Dificuldades financeiras fazem com que muitos casais continuem morando juntos mesmo depois que a relação amorosa chega ao fim. Na França, por exemplo, o divórcio pode significar a perda de benefícios concedidos pelo governo. Sacrificam-se, portanto, as liberdades individuais, pelo menos enquanto as contas não fecham.
Em “A economia do amor”, dirigido pelo belga Joachim Lafosse, os personagens passam o filme fazendo contas. Marie e Boris discutem o quanto cada um tem direito sobre o valor da casa em que vivem. O imóvel pertence a Marie, doado por seus pais, mas Boris quer 50% por ter sido o arquiteto responsável pela reforma que valorizou a casa. Enquanto não chegam a um acordo, ele dorme no quarto que serve de escritório, e ambos dividem as tarefas de cuidar das filhas gêmeas.
A casa é protagonista. Aconchegante, com cômodos sem divisórias que soam como um convite à aproximação física e afetiva, fruto da paixão do casal. E ganha um novo significado durante a crise, pois dificulta o distanciamento que Marie quer de seu marido, que agora vê como um intruso.
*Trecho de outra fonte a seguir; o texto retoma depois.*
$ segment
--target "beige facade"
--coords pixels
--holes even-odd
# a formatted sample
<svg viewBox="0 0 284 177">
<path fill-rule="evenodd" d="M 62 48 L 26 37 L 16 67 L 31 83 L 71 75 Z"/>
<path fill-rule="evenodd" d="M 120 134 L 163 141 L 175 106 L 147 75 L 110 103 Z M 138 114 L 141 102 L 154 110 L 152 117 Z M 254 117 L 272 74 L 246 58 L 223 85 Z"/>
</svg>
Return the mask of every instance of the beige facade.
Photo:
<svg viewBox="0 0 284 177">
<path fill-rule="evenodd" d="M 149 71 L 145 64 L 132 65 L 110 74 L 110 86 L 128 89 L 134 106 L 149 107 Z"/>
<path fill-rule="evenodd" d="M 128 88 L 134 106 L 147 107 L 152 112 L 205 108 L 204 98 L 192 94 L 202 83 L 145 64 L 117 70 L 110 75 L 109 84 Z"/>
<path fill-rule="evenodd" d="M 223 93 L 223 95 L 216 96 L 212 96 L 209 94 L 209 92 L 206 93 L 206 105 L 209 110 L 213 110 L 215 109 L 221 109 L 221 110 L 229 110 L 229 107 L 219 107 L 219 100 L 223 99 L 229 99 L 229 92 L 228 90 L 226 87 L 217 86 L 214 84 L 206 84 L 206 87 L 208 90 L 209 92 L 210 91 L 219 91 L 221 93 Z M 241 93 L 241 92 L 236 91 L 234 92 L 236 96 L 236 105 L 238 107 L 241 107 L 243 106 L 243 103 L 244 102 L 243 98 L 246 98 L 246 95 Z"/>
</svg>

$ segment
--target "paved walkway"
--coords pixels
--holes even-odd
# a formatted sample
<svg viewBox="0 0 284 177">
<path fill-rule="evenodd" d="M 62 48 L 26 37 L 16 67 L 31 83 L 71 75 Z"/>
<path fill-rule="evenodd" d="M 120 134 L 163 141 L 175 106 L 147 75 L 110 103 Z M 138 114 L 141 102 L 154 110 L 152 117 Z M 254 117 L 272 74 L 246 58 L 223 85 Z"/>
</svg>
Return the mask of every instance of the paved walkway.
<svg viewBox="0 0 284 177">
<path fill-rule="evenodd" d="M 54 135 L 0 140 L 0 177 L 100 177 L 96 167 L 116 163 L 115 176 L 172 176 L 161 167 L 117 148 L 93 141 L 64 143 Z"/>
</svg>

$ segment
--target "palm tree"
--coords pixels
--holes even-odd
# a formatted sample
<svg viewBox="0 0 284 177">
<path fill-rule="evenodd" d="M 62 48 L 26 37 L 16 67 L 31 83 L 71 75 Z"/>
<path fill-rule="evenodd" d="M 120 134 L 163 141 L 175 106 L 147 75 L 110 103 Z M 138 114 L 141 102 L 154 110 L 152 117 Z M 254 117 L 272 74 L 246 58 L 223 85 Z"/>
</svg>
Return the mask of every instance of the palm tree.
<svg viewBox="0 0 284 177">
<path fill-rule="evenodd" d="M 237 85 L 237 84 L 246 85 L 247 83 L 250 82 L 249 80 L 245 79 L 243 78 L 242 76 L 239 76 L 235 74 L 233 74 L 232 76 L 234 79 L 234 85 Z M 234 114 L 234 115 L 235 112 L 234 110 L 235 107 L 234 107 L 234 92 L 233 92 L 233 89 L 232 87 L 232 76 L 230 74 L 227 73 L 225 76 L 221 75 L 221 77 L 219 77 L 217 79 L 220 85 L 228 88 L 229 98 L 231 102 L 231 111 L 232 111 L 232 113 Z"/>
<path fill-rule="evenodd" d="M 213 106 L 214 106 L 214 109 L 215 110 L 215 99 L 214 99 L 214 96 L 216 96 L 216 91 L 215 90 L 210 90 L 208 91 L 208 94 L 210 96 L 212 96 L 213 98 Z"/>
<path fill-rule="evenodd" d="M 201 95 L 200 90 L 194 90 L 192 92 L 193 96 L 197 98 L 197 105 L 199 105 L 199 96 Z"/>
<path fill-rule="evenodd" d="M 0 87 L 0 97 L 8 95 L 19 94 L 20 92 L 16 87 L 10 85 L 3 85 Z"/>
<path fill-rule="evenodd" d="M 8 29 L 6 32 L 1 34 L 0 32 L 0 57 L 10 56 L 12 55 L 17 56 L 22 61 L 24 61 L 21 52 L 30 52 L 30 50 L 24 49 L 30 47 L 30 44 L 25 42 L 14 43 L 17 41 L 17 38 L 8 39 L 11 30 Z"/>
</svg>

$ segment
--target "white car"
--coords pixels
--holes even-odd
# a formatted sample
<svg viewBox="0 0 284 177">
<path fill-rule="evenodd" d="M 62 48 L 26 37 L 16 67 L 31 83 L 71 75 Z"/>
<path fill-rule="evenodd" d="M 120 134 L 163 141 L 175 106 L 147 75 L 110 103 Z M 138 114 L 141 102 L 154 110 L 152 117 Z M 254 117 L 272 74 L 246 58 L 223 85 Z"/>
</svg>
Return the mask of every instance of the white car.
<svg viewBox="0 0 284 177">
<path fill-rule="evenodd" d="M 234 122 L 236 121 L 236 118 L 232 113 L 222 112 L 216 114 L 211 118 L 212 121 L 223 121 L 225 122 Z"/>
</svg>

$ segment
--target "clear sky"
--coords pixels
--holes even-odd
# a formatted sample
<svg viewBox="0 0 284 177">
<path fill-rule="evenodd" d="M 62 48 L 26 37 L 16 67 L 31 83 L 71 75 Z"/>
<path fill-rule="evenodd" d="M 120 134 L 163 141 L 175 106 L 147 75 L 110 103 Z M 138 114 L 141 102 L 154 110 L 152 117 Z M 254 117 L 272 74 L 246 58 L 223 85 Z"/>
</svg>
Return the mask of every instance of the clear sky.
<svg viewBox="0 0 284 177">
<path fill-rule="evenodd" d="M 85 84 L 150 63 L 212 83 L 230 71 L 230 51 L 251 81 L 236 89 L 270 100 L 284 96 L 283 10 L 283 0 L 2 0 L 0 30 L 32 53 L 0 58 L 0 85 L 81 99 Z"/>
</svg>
Lafosse usa o espaço cênico para traduzir o que os aproxima e os afasta. Há um plano-sequência de três minutos no meio do filme que é exemplar: Marie está na cama lendo entediada, vai até a cozinha, pega um suco e senta no sofá do cômodo de Boris, que está no computador. Ele levanta, vai até a cozinha, pega uma cerveja, senta em frente a ela. Pela primeira vez na cena, os dois estão no mesmo quadro. Sem trocarem um diálogo, ela levanta, volta para o quarto, apaga a luz e dorme.
As hesitações e incertezas do casal se manifestam assim, muito mais pelos gestos tão inteligentemente captados pelo diretor do que pelos diálogos. Bérénice Béjo, que protagonizou o filme mudo “O artista” e o ótimo “O passado”, interpreta aqui seu melhor papel. Já Cédric Khan consegue transmitir com brilhantismo a sensação dúbia que se tem sobre seu personagem: uma vítima da “luta de classes” ou da própria insensibilidade? Melhor que o espectador decida, como convém a um filme que sabe dar conta de tanta complexidade.